Jon neatly ducks his head to avoid the tortellini, sidesteps to pick up the basil, and throws it into the pot over Martin’s shoulder in the same motion. Jon encroaches on his space like he’s always been there, and Martin is learning how to expect him. Their arms bump into each other’s; Martin spills the full pot of water he’s carrying, and Jon yelps, startled. It’s no aching, flawless domesticity, but maybe someday it will be. They’ll stay in the safehouse and learn how to cook around each other, cook for each other. 

— 

He starts making bread mostly out of boredom. Once they’re settled, there’s not much to  _ do _ in the safehouse, really. Jon is busy reading a statement, and wants to run some errands later, leaving Martin alone to fill the time for a while.

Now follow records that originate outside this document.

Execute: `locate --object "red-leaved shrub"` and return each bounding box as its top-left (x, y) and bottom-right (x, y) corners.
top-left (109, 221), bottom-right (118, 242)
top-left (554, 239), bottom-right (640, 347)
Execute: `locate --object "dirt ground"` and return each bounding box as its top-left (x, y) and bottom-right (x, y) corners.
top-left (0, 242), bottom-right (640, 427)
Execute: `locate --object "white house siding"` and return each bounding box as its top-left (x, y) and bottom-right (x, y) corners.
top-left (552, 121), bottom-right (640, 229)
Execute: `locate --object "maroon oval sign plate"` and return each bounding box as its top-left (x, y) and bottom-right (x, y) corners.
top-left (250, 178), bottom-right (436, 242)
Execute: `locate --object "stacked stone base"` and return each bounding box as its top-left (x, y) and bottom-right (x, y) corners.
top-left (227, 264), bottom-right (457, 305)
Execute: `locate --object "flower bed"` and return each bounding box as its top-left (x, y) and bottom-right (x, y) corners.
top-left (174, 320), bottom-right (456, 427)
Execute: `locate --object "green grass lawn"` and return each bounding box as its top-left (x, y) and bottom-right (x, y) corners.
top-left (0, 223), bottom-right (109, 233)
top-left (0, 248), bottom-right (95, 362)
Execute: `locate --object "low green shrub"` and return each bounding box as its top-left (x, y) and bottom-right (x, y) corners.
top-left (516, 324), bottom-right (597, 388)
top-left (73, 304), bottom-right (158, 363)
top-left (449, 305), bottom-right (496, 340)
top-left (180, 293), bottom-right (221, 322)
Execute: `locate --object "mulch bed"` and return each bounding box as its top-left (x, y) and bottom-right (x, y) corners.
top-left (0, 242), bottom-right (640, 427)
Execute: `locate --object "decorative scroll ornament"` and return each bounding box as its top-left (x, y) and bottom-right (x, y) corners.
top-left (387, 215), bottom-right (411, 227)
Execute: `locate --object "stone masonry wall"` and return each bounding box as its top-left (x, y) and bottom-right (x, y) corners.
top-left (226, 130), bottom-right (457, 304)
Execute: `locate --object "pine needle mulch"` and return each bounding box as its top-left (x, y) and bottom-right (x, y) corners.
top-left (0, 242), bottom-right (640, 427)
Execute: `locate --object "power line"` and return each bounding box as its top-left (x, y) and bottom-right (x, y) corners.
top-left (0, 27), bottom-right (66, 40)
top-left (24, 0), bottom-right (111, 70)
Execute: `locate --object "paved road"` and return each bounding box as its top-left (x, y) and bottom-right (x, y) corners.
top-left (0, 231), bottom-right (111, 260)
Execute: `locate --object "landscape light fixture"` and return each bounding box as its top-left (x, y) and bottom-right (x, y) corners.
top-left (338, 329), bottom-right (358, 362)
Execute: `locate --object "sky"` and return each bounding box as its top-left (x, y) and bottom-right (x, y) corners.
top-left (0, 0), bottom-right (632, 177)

The kitchen has been stocked with plenty of flour, yeast, and salt, so bread seems like a logical decision. 

Martin only has vague memories of his mother baking, from when he was very young and she had been well enough to have time for things like baking. He doesn’t remember much of the process other than the warm, wafting smell of it, but still, it can’t be too hard. He searches up a recipe on the Internet, measures out heaping cups of flour, and combines it part by part with the yeast and pinches of salt already dissolved in boiling water. The resulting mixture is a little too gloppy to look right, so he sifts an additional half cup of flour into it. 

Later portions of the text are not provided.